Critics consider the singleton to be an anti-pattern in that it is frequently used in scenarios where it is not beneficial, introduces unnecessary restrictions in situations where a sole instance of a class is not actually required, and introduces global state into an application.

The singleton design pattern solves problems like:

  • How can it be ensured that a class has only one instance?
  • How can the sole instance of a class be accessed easily?
  • How can a class control its instantiation?
  • How can the number of instances of a class be restricted?
  • How can a global variable be accessed?

The singleton design pattern describes how to solve such problems:

  • Hide the constructor of the class.
  • Define a public static operation (getInstance()) that returns the sole instance of the class.

The key idea in this pattern is to make the class itself responsible for controlling its instantiation (that it is instantiated only once).

Common uses

  • The abstract factory, factory method, builder, and prototype patterns can use singletons in their implementation.
  • Facade objects are often singletons because only one facade object is required.
  • State objects are often singletons.
  • Singletons are often preferred to global variables because:
    They do not pollute the global namespace (or, in languages with nested namespaces, their containing namespace) with unnecessary variables.
    They permit lazy allocation and initialization, whereas global variables in many languages will always consume resources.

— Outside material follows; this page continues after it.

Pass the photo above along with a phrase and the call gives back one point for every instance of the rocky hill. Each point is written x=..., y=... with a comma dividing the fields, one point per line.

Anti-pattern considerations

The Singleton Pattern is generally considered an anti-pattern for the following reasons:

Singleton classes break object-oriented design principles

  • It cannot be inherited from. To add new functionality, a new class cannot be descended to contain that functionality, breaking Separation of Concern.
  • No control over creation. It is impossible to tell if a reference is of an existing instance or a new instance.
  • Prevents dependency injection. As there is only a single instance of the class, a dependency cannot be injected into it. If done via a property, the dependency is changed for all references to that instance.

Singleton classes do not allow for test-driven development (TDD)

  • As there is no control over creation, a "clean" instance of the object cannot be used for each test.
  • Without dependency injection mock, objects cannot be used in tests.